17.3.5 The board disagrees with these assertions. As set out by the respondent, none of these documents would have incited the skilled person to prepare an ester of bortezomib in the expectation of improving the long term stability of the bortezomib drug substance. In particular, mannitol, let alone D-mannitol, is not mentioned in D1 or D2, nor is any carbohydrate polyol (e.g. D2, column 12, lines 47 to 53), and the appellants' arguments are based on a diol different from mannitol, namely pinanediol. Furthermore, this diol is used in D2 as a protecting group, and requires more than mere aqueous hydrolysis for its removal (e.g. D2, column 34, lines 52 to 60). Additionally, as set out by the respondent, in the tests of example 18 of D2, the biological activities of various boronic acids and boronic acid esters were measured. It was observed that certain boronic acid esters had much lower activity than the corresponding acid, thus indicating that the boronate esters in question did not readily hydrolyse (e.g. D2, columns 47 and 48, compare the third row of data with the ninth row for boronic acid ester MG-264 and its corresponding boronic acid MG-274). Hence D2 (and D1) rather provide evidence that boronate esters do not necessarily completely and rapidly hydrolyse to the boronic acid in aqueous media. This is also conceded in D134 in which the declarant stated that many (i.e. not all) boronate esters can be reverted to free boronic acids by adding water (D134, page 12, D.5, (c)). Similarly, D98, while recognising the potential for some boronate esters to hydrolyse, also provides an example where harsher conditions are required to effect hydrolysis (D98, page 12638, scheme 1, step b).
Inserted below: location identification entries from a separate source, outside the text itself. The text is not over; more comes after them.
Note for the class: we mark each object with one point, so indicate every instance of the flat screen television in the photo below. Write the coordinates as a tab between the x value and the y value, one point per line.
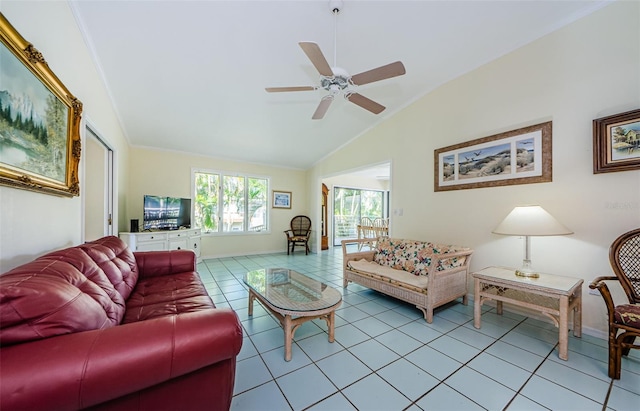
166	213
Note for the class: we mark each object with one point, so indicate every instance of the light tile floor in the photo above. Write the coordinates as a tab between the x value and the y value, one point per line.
387	357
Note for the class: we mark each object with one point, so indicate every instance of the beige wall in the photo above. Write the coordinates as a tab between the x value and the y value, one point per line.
163	173
587	70
33	223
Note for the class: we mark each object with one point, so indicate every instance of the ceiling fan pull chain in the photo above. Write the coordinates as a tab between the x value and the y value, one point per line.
336	10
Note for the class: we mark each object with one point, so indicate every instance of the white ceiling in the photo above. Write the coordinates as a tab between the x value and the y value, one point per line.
190	75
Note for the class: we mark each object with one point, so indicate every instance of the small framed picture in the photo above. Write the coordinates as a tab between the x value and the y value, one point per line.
616	142
281	199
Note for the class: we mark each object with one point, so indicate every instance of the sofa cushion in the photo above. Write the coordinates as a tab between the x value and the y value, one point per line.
166	295
414	256
74	289
49	297
393	276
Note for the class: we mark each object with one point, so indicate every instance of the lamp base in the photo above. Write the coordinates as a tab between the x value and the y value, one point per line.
527	274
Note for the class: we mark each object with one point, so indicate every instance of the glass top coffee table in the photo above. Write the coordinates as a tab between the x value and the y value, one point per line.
293	298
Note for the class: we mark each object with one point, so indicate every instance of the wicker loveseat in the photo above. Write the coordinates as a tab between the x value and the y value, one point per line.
418	272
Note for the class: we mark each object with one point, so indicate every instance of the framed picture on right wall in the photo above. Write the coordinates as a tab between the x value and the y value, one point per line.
616	142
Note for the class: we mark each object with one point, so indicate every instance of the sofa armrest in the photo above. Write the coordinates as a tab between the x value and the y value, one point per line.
158	263
87	368
356	255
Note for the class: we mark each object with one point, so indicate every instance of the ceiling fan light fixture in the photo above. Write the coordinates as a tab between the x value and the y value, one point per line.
336	80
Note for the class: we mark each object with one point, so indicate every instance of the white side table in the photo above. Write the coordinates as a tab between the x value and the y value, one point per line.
552	295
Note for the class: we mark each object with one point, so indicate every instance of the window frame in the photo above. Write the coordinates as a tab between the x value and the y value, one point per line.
220	208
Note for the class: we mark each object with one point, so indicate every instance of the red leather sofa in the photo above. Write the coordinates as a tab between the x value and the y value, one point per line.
97	326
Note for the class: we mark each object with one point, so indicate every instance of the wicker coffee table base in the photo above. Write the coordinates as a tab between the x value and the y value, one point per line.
291	320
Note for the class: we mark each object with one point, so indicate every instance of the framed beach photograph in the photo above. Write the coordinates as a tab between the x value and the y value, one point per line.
616	142
521	156
39	121
281	199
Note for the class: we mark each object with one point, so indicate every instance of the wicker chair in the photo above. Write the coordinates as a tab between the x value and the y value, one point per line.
299	233
624	319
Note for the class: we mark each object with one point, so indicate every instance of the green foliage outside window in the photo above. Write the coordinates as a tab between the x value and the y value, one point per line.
225	203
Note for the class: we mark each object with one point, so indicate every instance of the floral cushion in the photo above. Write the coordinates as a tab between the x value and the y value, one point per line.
414	256
628	314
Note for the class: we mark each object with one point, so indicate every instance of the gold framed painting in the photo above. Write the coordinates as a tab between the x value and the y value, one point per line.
39	121
521	156
616	142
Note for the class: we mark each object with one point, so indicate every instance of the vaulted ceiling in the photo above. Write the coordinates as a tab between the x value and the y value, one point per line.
191	75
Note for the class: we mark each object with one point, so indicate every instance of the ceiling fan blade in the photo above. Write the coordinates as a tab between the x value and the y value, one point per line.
365	103
380	73
322	107
312	50
295	88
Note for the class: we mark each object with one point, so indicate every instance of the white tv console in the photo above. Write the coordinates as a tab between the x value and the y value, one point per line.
187	239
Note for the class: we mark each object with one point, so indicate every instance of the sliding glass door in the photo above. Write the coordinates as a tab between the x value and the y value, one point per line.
350	205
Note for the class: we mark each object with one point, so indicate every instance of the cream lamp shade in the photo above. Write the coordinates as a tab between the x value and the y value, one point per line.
529	221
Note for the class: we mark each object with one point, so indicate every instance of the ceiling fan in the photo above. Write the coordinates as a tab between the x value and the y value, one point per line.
338	81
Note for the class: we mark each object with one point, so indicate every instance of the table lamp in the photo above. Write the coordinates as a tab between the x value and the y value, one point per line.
530	221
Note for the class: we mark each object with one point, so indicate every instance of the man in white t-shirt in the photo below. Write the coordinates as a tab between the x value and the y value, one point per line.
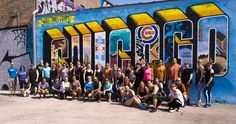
177	99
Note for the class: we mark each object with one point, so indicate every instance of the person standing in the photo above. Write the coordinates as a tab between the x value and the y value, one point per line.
107	90
40	67
46	74
75	88
12	71
88	72
78	71
64	72
139	76
107	72
21	77
53	73
186	78
33	78
161	73
199	81
96	92
173	72
177	99
71	72
98	73
43	88
209	83
148	73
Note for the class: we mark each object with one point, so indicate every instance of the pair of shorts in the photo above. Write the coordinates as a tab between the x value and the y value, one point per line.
21	84
12	83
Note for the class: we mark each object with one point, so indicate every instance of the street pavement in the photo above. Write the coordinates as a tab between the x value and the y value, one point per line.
32	110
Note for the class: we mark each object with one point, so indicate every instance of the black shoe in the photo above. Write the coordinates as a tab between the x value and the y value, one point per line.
153	110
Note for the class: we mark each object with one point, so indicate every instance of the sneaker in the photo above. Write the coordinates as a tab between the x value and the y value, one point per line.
178	110
172	111
153	110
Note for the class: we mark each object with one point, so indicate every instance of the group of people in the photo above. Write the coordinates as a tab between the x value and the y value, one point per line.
140	86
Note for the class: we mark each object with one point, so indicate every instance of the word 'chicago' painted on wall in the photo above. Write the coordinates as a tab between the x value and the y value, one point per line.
200	33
17.3.6 Journal article D38 was cited by appellant-opponents 10 in a similar context, although as a secondary document to be combined with D5 as closest prior art. D38 discloses the lyophilisation of aplidine, a pharmaceutical compound, with mannitol. Appellant-opponents 10, although not referring to obviousness specifically in the context of the above objective technical problem, argued that the skilled person would have turned to D38, since both bortezomib and aplidine belonged to the same class of peptide drugs for cancer. However, as noted by the respondent, aplidine is a macrocyclic compound without a boronic acid group, and is therefore at least structurally unrelated to bortezomib. Furthermore, even if the skilled person starting at the solid bortezomib drug substance of D5 were to have turned to D38, no motivation is provided therein to lyophilise bortezomib in the presence of D-mannitol specifically to solve the above objective technical problem. Rather, D38 indicates that the purpose of D-mannitol was solely to act as a bulking agent (page 196, right hand column line 3).

17.3.7 It follows that none of these documents provide any information which would have motivated the skilled person to choose D-mannitol specifically to improve stability compared to the solid bortezomib drug substance, nor as to whether a bortezomib D-mannitol ester would hydrolyse in solution, thus allowing the free boronic acid of bortezomib to be readily liberated at the time of use in the clinic.

17.3.8 In a related line of argumentation, the appellants argued that in order to arrive at the claimed features of a D-mannitol ester of bortezomib and free D-mannitol, it would have been an obvious measure to add a bulking agent for bortezomib, more specifically to add D-mannitol, since it was common general knowledge that D-mannitol was the most commonly used bulking agent for lyophilisation (e.g. from D23).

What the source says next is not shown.